Besides, spatial information can also be used for descriptions that do not contribute to the creation of the setting of a story. Recent narratological studies thus have proposed to differentiate between event regions and mentioned spatial objects (Dennerlein 2009).
Given this preliminaries, an attempt to establish digital methods for the analysis of spatial information in narratives has to cope with complex semantic structures. Therefore, we propose a combination of a lexicological (1) with a relation extraction-approach (2), which we will outline in our paper.
(1) A basic approach to detect spatial information can be achieved by extracting toponyms from a text, which can also be visualised in a map. However, toponyms are not the only relevant spatial information in a text. Dealing with German texts, we use the GermaNet-ontology (Hamp/Feldweg 1997, Henrich/Hinrichs 2010) to build wordlists of place nouns that are divided into sub-categories (architecture, landscape, etc.) and combine them with the information on toponyms extracted by Named Entity Recognition.(2) To classify spatial information, it has to be seen in its context. Although a rule-based approach that draws on dependency parsing and the detection of verb-classes (verbs of motion vs. verbs of perception) appears promising for separating event regions from mentioned spatial objects, in this paper we constrain ourselves on collocation- networks as they are used in the analysis of character relations in stage plays (e.g. Trilcke 2013). Instead of interacting characters we use place markers to serve as nodes of the network. Edges are established according to their common appearance in one sentence.

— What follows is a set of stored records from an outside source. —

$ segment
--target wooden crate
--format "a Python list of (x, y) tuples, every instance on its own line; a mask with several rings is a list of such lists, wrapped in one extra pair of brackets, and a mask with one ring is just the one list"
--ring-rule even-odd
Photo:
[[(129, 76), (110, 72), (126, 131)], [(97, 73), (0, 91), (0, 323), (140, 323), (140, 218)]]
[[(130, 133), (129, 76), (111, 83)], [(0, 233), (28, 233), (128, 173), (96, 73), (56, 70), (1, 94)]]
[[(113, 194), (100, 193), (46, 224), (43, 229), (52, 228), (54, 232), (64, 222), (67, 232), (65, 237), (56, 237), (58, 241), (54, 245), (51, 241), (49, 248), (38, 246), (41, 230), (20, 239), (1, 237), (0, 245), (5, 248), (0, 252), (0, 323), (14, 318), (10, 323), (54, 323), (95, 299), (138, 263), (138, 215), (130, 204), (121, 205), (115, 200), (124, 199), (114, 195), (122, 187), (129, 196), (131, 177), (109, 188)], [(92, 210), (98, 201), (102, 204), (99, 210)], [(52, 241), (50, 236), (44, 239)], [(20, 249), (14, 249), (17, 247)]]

(2) To classify spatial information, it has to be seen in its context. Although a rule-based approach that draws on dependency parsing and the detection of verb-classes (verbs of motion vs. verbs of perception) appears promising for separating event regions from mentioned spatial objects, in this paper we constrain ourselves on collocation- networks as they are used in the analysis of character relations in stage plays (e.g. Trilcke 2013). Instead of interacting characters we use place markers to serve as nodes of the network. Edges are established according to their common appearance in one sentence.
Fig. 1 (created with GEPHI, Bastian et. al. 2009)
An example of this approach can be seen in figure 1, which contains a network from chapter 14 of Jules Verne’s Around the World in Eighty Days (place nouns have been translated into English). Toponyms that have been manually classified as event regions appear in brown, mentioned toponyms in red. Place nouns are divided into the sub-categories nature (green), architecture (grey) and transport (blue). The network not only visualises the relations between spatial markers, but can also serve as a starting point for testing hypothesis on their distribution (Do, for instance, mentioned spatial objects have a lower degree than event regions? Do the clusters of place markers indicate distinct settings of the story?).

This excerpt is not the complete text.